🌟 Inspiration
As students, we often waste valuable time flipping through textbooks or scrolling endless PDFs while preparing for exams. Online AI tools can help, but they require internet, which isn’t always available. We wanted to create something that works offline, is fast, and helps students focus. That’s how ByteNotes was born—a study companion that transforms static notes into interactive Q&A.
📘 What it does
ByteNotes lets students upload their notes or textbooks in PDF format. Once uploaded, the app:
Indexes the content for quick retrieval.
Allows students to ask questions in natural language.
Provides summaries, key points, and direct answers from the uploaded material. All of this happens offline, powered by OpenAI’s gpt-oss models.
🛠️ How we built it
LangChain + FAISS for document chunking and vector search.

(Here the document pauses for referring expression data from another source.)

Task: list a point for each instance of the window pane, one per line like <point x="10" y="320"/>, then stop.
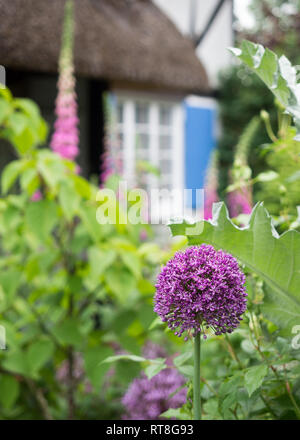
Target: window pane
<point x="165" y="166"/>
<point x="142" y="146"/>
<point x="120" y="141"/>
<point x="165" y="115"/>
<point x="141" y="113"/>
<point x="165" y="142"/>
<point x="120" y="112"/>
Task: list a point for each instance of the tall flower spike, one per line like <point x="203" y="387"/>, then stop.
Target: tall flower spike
<point x="65" y="139"/>
<point x="240" y="200"/>
<point x="210" y="186"/>
<point x="201" y="288"/>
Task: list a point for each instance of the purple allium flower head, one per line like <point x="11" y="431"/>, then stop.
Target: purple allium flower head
<point x="65" y="138"/>
<point x="36" y="196"/>
<point x="201" y="288"/>
<point x="146" y="398"/>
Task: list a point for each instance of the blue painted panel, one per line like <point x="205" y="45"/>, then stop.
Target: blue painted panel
<point x="199" y="143"/>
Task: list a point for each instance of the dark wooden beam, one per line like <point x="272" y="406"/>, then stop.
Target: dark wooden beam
<point x="200" y="38"/>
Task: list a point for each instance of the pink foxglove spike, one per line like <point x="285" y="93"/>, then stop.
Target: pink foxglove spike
<point x="65" y="139"/>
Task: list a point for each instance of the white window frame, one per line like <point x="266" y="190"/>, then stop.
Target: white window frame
<point x="128" y="127"/>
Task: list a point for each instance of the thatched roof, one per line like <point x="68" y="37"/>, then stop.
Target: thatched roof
<point x="118" y="40"/>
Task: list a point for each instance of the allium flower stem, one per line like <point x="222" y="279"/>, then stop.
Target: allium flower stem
<point x="197" y="359"/>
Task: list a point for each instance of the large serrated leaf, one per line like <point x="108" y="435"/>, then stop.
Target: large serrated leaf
<point x="277" y="73"/>
<point x="276" y="259"/>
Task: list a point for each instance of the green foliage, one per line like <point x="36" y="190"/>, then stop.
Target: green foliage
<point x="69" y="287"/>
<point x="242" y="95"/>
<point x="277" y="73"/>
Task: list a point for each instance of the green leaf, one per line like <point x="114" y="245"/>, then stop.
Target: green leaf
<point x="254" y="377"/>
<point x="100" y="260"/>
<point x="131" y="261"/>
<point x="67" y="332"/>
<point x="10" y="390"/>
<point x="95" y="369"/>
<point x="186" y="370"/>
<point x="181" y="359"/>
<point x="41" y="217"/>
<point x="69" y="200"/>
<point x="176" y="414"/>
<point x="120" y="282"/>
<point x="5" y="109"/>
<point x="10" y="174"/>
<point x="88" y="216"/>
<point x="274" y="258"/>
<point x="16" y="362"/>
<point x="156" y="323"/>
<point x="154" y="367"/>
<point x="266" y="176"/>
<point x="277" y="73"/>
<point x="39" y="353"/>
<point x="123" y="357"/>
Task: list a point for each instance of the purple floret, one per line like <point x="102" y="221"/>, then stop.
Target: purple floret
<point x="146" y="398"/>
<point x="201" y="288"/>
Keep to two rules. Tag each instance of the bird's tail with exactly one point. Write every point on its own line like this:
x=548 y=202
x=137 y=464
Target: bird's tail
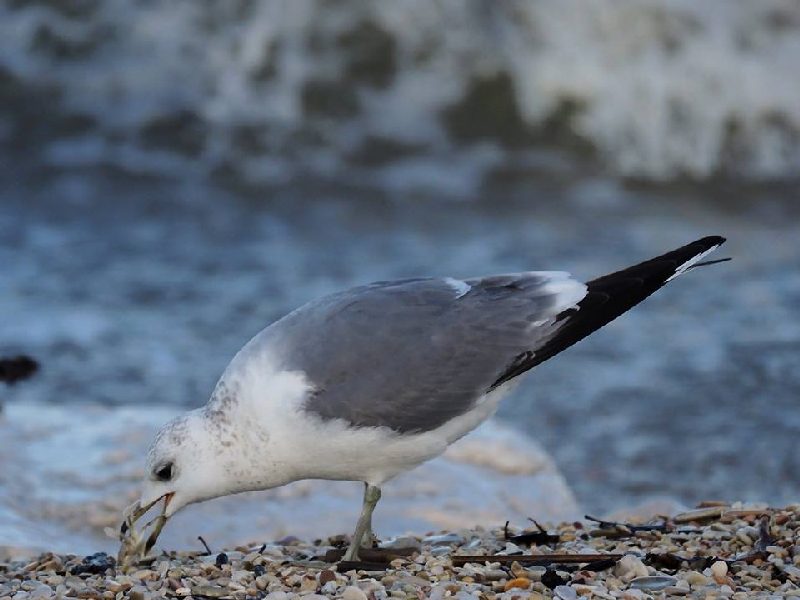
x=609 y=296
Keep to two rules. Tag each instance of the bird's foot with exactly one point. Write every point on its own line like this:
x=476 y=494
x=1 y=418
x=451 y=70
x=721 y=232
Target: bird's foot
x=352 y=553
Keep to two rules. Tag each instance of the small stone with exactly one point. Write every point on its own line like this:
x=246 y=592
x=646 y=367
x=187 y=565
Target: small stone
x=222 y=559
x=566 y=592
x=719 y=571
x=137 y=593
x=352 y=592
x=522 y=583
x=210 y=591
x=696 y=579
x=326 y=576
x=629 y=567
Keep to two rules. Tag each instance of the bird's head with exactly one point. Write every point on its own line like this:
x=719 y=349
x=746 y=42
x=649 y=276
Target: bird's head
x=182 y=466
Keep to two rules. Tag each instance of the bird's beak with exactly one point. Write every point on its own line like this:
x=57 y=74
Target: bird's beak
x=133 y=546
x=167 y=499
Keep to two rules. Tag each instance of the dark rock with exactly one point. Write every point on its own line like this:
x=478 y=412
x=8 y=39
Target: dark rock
x=94 y=564
x=17 y=368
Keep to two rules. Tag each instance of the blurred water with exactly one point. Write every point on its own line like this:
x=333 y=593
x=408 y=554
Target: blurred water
x=401 y=92
x=140 y=293
x=166 y=191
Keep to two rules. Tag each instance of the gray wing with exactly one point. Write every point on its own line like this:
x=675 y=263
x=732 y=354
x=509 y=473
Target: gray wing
x=411 y=355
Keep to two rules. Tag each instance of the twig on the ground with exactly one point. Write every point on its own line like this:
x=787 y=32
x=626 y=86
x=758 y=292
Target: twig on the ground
x=205 y=545
x=539 y=538
x=534 y=559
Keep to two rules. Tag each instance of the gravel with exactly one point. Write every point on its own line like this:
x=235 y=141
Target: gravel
x=732 y=552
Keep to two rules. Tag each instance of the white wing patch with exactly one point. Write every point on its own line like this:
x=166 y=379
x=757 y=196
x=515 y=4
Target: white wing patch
x=460 y=287
x=567 y=291
x=695 y=259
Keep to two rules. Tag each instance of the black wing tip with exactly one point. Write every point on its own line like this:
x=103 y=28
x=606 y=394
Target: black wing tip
x=710 y=241
x=17 y=368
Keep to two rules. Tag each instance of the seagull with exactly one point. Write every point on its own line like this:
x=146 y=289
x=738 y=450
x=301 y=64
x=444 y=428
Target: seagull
x=370 y=382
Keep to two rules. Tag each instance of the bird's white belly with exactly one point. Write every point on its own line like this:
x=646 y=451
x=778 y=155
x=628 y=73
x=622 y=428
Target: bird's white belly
x=337 y=450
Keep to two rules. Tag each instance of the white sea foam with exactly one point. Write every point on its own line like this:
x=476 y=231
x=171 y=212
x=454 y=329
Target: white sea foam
x=660 y=90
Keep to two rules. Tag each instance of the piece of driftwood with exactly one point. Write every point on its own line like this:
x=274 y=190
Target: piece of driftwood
x=540 y=538
x=370 y=555
x=535 y=559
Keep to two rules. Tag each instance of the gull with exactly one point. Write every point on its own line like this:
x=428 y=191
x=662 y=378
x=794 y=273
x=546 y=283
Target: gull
x=367 y=383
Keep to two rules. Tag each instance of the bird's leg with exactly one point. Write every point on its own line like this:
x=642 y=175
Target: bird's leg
x=372 y=494
x=369 y=535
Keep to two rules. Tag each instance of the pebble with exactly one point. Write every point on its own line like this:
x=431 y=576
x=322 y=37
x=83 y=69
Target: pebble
x=522 y=583
x=566 y=592
x=719 y=571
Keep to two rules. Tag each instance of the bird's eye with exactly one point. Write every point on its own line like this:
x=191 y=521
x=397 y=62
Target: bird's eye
x=163 y=472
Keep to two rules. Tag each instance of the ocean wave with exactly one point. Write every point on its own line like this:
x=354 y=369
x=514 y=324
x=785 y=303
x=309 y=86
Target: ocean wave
x=264 y=92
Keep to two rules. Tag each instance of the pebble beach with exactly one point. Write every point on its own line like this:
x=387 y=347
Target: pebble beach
x=715 y=551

Hugging Face + gpt-oss-20B for reasoning and generating answers.
Streamlit for a simple, user-friendly web interface.
🚧 Challenges we ran into
Running large models locally required optimization.
Managing memory for big PDFs and embeddings.
Designing a clean, fast interface under time constraints.
🏆 Accomplishments that we're proud of
Built a fully offline AI assistant within limited time.
Created a tool that genuinely helps students revise faster.
Successfully integrated gpt-oss models into a real, usable app.
📚 What we learned
Hands-on experience with open-weight AI models.
How to combine embeddings + reasoning for better answers.
Importance of optimizing workflows for speed and usability.
🚀 What’s next for ByteNotes
Add voice input/output for a more interactive study experience.
Support for handwritten notes and scanned images using OCR.
Extend beyond students: professionals could use ByteNotes for research papers, reports, or manuals.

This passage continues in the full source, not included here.